Confidence intervals are used to estimate a range within which a population parameter is likely to lie. This topic is generally covered in statistics texts in a chapter titled "estimation". Confidence intervals can be calculated for pretty much any population parameter, but they are most frequently used to estimate population means and proportions. The video demonstrates a spreadsheet model for estimating a population mean from a random sample.

There are two methodologies for calculating confidence intervals:

We know or have reason to think we know the population standard deviation

We need to estimate the population standard deviation from the sample data we are using

It should be noted that it is much more common that the standard deviation is not known. For completeness both methodologies are demonstrated and the differences between them are discussed.

To compute an interval four values are needed:

A point estimate of the mean (calculated from your sample)

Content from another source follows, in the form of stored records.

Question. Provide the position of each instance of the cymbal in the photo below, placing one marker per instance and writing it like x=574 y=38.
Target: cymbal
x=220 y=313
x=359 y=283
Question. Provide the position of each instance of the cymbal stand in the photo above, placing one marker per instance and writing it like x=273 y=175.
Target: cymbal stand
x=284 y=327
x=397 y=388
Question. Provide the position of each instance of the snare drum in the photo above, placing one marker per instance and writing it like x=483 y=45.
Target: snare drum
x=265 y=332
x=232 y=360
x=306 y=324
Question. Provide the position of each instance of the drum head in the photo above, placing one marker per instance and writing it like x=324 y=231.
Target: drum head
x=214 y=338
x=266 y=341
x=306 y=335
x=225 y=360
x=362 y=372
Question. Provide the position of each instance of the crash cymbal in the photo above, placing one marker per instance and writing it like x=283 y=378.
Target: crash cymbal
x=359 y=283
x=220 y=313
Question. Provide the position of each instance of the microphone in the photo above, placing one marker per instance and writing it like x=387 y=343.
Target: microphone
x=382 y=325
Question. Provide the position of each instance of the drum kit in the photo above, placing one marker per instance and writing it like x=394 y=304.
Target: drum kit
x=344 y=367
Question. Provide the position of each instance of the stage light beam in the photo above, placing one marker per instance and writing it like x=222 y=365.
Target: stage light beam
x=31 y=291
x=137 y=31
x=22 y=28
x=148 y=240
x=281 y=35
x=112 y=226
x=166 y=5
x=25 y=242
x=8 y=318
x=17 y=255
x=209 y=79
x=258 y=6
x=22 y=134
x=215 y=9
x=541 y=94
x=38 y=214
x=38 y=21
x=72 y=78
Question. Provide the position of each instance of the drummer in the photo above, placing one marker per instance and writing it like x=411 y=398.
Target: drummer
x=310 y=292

The standard deviation (either known or calculated from the sample)

The sample size being used to estimate the population parameter

The confidence level desired

Of course we would like to be 100% sure that our interval contains the population mean, however almost nothing is certain and since we are using properties of the normal distribution to calculate our interval – a distribution that is not closed - we can’t be 100% certain. So we have to settle for “pretty certain”. In general pretty certain is somewhere around 90% or 95%, and we will see that there is a trade off for being more certain. The difference between our chosen certainty or confidence level and 100% is called alpha and it is also the probability that the interval we end up with does not contain the population mean. Alpha is also referred to as the level of significance.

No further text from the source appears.